How do I troubleshoot high latency issues when using ElastiCache for Redis?
Last updated: 2022-08-04
How do I troubleshoot high latency issues when using Amazon ElastiCache for Redis?
The following are common reasons for elevated latencies or time-out issues in ElastiCache for Redis:
- Latency caused by slow commands.
- High memory usage leading to increased swapping.
- Latency caused by network issues.
- Client side latency issues.
- ElastiCache cluster events.
Latency caused by slow commands
Redis is mostly single-threaded. So, when a request is slow to serve, all other clients must wait to be served. This waiting adds to command latencies. Redis commands also have a time complexity defined using the Big O notation.
Use Amazon CloudWatch metrics provided by ElastiCache to monitor the average latency for different classes of commands. It's important to note that common Redis operations are calculated in microsecond latency. CloudWatch metrics are sampled every 1 minute, with the latency metrics showing an aggregate of multiple commands. So, a single command can cause unexpected results, such as timeouts, without showing significant changes in the metric graphs. In these situations use the SLOWLOG command to help determine what commands are taking longer to complete. Connect to the cluster and run the slowlog get 128 command in the redis-cli to retrieve the list. For more information, see How do I turn on Redis Slow log in an ElastiCache for Redis cache cluster?
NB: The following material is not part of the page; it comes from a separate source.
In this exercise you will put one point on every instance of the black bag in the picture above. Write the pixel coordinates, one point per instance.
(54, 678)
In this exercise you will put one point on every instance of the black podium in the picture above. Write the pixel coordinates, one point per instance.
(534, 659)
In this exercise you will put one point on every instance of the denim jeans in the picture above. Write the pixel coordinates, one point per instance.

You might also see an increase in the EngineCPUUtilization metric in CloudWatch due to slow commands blocking the Redis engine. For more information, see Why am I seeing high or increasing CPU usage in my ElastiCache for Redis cluster?
Examples of complex commands include:
High memory usage leading to increased swapping
Redis starts to swap pages when there is increased memory pressure on the cluster by using more memory than what is available. Latency and timeout issues increase when memory pages are transferred to and from the swap area. The following are indications in CloudWatch metrics of increased swapping:
- Increasing of SwapUsage.
- Very low FreeableMemory.
- High BytesUsedForCache and DatabaseMemoryUsagePercentage metrics.
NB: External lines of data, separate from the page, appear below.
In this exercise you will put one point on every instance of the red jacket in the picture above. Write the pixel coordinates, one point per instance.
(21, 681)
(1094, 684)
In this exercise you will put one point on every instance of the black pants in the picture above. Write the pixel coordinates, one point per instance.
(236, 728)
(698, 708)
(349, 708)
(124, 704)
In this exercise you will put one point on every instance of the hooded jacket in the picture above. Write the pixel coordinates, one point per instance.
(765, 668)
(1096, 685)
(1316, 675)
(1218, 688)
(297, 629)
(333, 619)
SwapUsage is a host-level metric that indicates the amount of memory being swapped. It's normal for this metric to show non-zero values because it's controlled by the underlying operating system and can be influenced by many dynamic factors. These factors include OS version, activity patterns, and so on. Linux proactively swaps idle keys (rarely accessed by clients) to disk as an optimization technique to free up memory space for more frequently used keys.
Swapping becomes a problem when there isn't enough available memory. When this happens, the system starts moving pages back and forth between disk and memory. Specifically, SwapUsage less than a few hundred megabytes doesn't negatively impact Redis performance. There are performance impacts if the SwapUsage is high and actively altering and there isn't enough memory available on the cluster. For more information, see:
Latency caused by Network
Network latency between the client and the ElastiCache cluster
To isolate network latency between the client and cluster nodes, use TCP traceroute or mtr tests from the application environment. Or, use a debugging tool such as the AWSSupport-SetupIPMonitoringFromVPC AWS Systems Manager document (SSM document) to test connections from the client subnet.
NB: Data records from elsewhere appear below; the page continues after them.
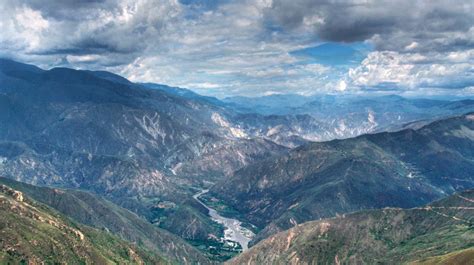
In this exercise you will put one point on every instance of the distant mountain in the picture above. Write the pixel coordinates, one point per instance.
(137, 146)
(439, 233)
(149, 147)
(319, 180)
(88, 209)
(289, 119)
(33, 233)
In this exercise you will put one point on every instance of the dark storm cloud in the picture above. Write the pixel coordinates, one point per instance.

The cluster is hitting network limits
An ElastiCache node shares the same network limits as that of corresponding type Amazon Elastic Compute Cloud (Amazon EC2) instances. For example, the node type of cache.m6g.large has the same network limits as the m6g.large EC2 instance. For information on checking the three key network performance components of bandwidth capability, packet-per-second (PPS) performance, and connections tracked, see Monitor network performance for your EC2 instance.
To troubleshoot issues network limits on your ElastiCache node, see Troubleshooting - Network-related limits.
TCP/SSL handshake latency
Clients connect to Redis clusters using a TCP connection. Creating a TCP connection takes a few milliseconds. The extra milliseconds create additional overhead on Redis operations run by your application and extra pressure on the Redis CPU. It's important to control the volume of new connections when your cluster is using the ElastiCache in-transit encryption feature due to the extra time and CPU utilization needed for a TLS handshake. A high volume of connections rapidly opened (NewConnections) and closed might impact the node’s performance. You can use connection pooling to cache established TCP connections into a pool. The connections are then reused each time a new client tries to connect to the cluster. You can implement connection pooling using your Redis client library (if supported), with a framework available for your application environment, or build it from the ground. You can also use aggregated commands such as MSET/MGET as an optimization technique.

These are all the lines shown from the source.